HUARTE, M. P.  y  CASI, M. A.. Virology, diagnostic tests, epidemiology and transmission mechanisms of Hepatits C virus. Anales Sis San Navarra [online]. 2004, vol.27, suppl.2, pp.41-50. ISSN 1137-6627.

The hepatitis C virus is a human virus, classified within a third type (Hepacivirus) of the Flaviviridae family. It is a spherical virus, of approximately 50 nm in diameter, with a glycoprotein covering that contains lipids, and its genome is a simple chain RNA molecule. It is characterised by a high degree of genomic heterogeneity, whose evolutionary consequence in the long term is the appearance of genetically different viral groups, genotypes and quasispecies.

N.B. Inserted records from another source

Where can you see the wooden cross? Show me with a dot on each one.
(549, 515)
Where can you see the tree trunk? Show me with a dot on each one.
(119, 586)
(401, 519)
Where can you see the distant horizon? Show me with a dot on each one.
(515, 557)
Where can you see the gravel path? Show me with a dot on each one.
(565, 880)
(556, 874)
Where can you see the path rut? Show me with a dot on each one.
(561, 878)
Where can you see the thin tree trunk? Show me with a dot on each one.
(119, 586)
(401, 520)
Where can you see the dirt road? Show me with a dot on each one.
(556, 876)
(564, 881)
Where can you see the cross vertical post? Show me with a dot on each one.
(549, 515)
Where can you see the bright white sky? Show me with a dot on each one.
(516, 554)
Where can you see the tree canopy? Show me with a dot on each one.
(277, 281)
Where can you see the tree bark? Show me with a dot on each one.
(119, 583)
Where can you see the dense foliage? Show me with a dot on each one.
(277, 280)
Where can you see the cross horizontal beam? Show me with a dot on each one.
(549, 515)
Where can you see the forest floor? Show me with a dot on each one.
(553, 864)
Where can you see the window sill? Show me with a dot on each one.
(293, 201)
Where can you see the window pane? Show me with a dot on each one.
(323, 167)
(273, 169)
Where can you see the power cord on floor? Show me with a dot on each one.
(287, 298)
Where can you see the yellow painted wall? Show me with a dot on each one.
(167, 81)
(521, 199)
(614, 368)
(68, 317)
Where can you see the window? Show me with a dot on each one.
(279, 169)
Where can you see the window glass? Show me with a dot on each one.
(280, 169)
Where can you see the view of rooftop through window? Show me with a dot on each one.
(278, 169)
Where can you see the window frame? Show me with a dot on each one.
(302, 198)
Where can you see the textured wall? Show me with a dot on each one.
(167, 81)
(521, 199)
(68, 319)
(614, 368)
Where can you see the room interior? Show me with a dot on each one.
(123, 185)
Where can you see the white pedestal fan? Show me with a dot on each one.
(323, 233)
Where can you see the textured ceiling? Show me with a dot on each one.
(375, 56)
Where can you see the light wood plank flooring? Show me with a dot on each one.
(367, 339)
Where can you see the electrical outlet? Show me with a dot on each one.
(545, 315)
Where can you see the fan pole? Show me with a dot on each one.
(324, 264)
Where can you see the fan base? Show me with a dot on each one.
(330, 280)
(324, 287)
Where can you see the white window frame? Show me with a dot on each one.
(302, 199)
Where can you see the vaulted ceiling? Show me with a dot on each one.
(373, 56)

There are different diagnostic techniques for detecting hepatitis C virus infection. Serological assays: the detection of specific IgG against HCV by means of enzyme immunoassays is the most practical method for diagnosing infection by this virus. Supplementary immunblot tests are employed to confirm the specificity of the results of the EIA test. Molecular assays: qualitative and quantitative techniques have been developed for detecting RNA-HCV, based on the direct detection of the virions. The pathogeny of hepatitis C is not well understood. Its world prevalence is estimated at some 3%, which is why routine screening for its detection is not recommended. HCV transmission basically occurs through percutaneous exposure to infected blood, with higher rates observed in imprisoned persons, vagabonds, intravenous drug addicts, haemophiliacs and patients on haemodialysis. Although it can be transmitted sexually, it seems that this path is not very efficient, with a greater prevalence observed in persons with multiple sexual partners. Vertical transmission is estimated at some 2%, reaching 20% in cases of maternal coinfection with HIV.

Palabras clave : Hepatitis C virus; Structure; Genotypes; Quasispecies; Epidemiology; Transmission.